Genome sequencing of two chronic wound isolated pseudomonas aeruginosa strains to understand adaptation and antibiotic resistance

Pseudomonas aeruginosa is capable of infecting numerous hosts, inhabiting various ecosystems, and tolerating a wide spectrum of environments. Numerous P. aeruginosa strains have been fully sequenced and annotated with comparative genomics providing the opportunity to address why this bacteria is so successful at colonizing different niches. Examining the genetic complexity of P.aeruginosa strains isolated from chronic wounds will further the understanding of how this bacteria adapts to the chronic wound environment and is able to withstand antibiotic treatment. Two P.aeruginosa strains (PA1922 and PA0312), isolated from patients receiving treatment for chronic wounds, were screened for antibiotic susceptibility and shotgun sequenced to characterize genetic content. The susceptibility profiles showed that both PA1922 and PA0312 were resistant to fluoroquinolones and beta-lactams antibiotics.
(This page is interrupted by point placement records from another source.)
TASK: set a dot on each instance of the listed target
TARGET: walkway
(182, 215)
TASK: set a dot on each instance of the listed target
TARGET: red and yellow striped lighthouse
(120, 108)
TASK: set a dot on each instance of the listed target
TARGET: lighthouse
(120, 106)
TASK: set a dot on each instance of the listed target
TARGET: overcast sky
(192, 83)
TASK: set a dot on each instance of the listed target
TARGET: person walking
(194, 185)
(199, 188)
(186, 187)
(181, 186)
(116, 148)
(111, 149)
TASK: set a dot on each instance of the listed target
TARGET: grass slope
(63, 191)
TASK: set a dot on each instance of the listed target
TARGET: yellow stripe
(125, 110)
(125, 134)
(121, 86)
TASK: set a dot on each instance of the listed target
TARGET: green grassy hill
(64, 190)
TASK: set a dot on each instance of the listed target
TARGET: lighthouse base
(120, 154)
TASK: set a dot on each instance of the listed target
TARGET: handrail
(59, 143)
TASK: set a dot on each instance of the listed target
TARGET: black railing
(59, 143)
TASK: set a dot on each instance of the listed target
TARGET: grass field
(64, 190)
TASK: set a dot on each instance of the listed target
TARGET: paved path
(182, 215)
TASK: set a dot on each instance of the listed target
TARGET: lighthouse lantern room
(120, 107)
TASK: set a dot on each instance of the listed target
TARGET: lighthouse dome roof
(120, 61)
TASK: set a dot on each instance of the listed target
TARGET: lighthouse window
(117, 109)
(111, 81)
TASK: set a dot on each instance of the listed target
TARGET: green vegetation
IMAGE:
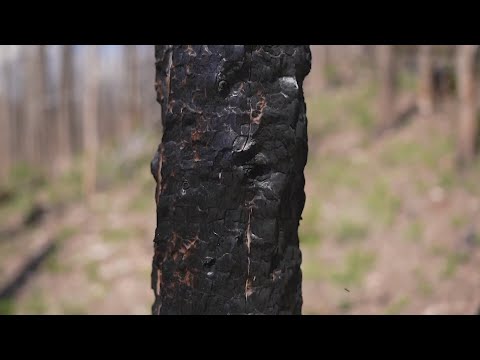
(116, 234)
(453, 261)
(73, 309)
(357, 265)
(36, 304)
(415, 231)
(382, 204)
(397, 306)
(92, 270)
(7, 307)
(350, 231)
(459, 221)
(345, 305)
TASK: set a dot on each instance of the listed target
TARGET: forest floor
(390, 226)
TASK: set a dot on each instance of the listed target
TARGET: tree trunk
(66, 110)
(35, 105)
(386, 77)
(467, 93)
(133, 103)
(5, 121)
(321, 58)
(230, 183)
(90, 126)
(425, 83)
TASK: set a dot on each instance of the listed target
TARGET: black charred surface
(230, 183)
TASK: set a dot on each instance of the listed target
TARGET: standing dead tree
(66, 109)
(90, 126)
(425, 81)
(230, 182)
(467, 96)
(5, 121)
(386, 78)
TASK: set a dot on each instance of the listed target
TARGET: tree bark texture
(386, 78)
(230, 182)
(425, 81)
(5, 128)
(467, 94)
(67, 109)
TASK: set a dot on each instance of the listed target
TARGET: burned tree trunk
(425, 81)
(386, 78)
(230, 183)
(66, 110)
(467, 96)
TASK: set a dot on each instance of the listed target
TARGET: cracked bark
(230, 183)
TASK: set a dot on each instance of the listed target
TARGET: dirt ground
(390, 226)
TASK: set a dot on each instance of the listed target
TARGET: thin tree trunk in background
(230, 183)
(5, 121)
(322, 62)
(32, 103)
(386, 78)
(467, 93)
(66, 110)
(425, 81)
(134, 106)
(90, 114)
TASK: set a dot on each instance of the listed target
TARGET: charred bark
(230, 183)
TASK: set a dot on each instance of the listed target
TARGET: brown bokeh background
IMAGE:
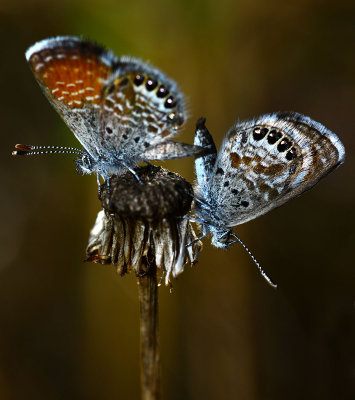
(68, 329)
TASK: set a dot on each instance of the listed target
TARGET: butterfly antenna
(262, 272)
(28, 150)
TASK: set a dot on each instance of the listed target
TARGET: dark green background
(68, 329)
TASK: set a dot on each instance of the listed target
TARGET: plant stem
(149, 334)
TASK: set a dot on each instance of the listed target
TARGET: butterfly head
(221, 238)
(85, 164)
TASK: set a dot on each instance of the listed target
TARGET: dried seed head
(142, 223)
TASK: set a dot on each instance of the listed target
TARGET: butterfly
(262, 164)
(121, 110)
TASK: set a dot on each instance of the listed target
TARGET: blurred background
(69, 329)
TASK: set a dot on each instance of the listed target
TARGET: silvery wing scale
(122, 111)
(262, 164)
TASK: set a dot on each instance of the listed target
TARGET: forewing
(204, 165)
(72, 72)
(141, 108)
(269, 160)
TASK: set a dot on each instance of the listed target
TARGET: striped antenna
(263, 273)
(28, 150)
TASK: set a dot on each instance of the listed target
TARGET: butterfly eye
(291, 154)
(151, 84)
(259, 133)
(162, 91)
(284, 145)
(273, 137)
(170, 102)
(138, 80)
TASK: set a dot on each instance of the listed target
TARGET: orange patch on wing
(235, 159)
(72, 78)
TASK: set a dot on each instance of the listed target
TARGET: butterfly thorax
(220, 237)
(105, 165)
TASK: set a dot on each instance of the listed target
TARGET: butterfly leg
(204, 234)
(262, 272)
(98, 182)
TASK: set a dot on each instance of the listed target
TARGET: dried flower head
(142, 223)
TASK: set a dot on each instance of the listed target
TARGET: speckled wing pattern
(122, 110)
(265, 162)
(72, 73)
(142, 105)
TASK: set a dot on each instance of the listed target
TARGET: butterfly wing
(72, 73)
(267, 161)
(141, 108)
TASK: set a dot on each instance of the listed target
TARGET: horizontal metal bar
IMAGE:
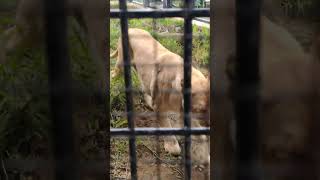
(29, 165)
(158, 131)
(160, 13)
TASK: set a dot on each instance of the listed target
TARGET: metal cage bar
(187, 85)
(60, 89)
(247, 77)
(187, 13)
(160, 13)
(128, 85)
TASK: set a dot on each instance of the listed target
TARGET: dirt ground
(153, 162)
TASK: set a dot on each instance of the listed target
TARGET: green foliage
(24, 109)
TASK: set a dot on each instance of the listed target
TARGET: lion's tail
(114, 54)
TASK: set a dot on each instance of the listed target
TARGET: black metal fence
(66, 163)
(187, 13)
Comparing these wound isolated strains to other Pseudomonas spp., unique genomic regions were identified. Metal resistance operons and antibiotic resistance determinants were found within these predicted genomic islands. A substitution identified in DNA gyrase specifically in subunit A Site 83 (Thr->Ile) was found which relates to fluoroquinolone resistance. PA1922 and PA0312 also have the exotoxin gene exoU which has been identified in highly virulent Pseudomonas strains. The combination of these antibiotic resistance and virulence factors along with the unique genomic regions enable PA1922 and PA0312 to adapt to the wound bed ecology. These multi-factorial determinants complicate treatment options as traditional antibiotic choices are no longer relevant. Understanding the complexity of the Pseudomonas aeruginosa genome and the mechanistic causes of antibiotic resistance and virulence within chronic wounds is critical.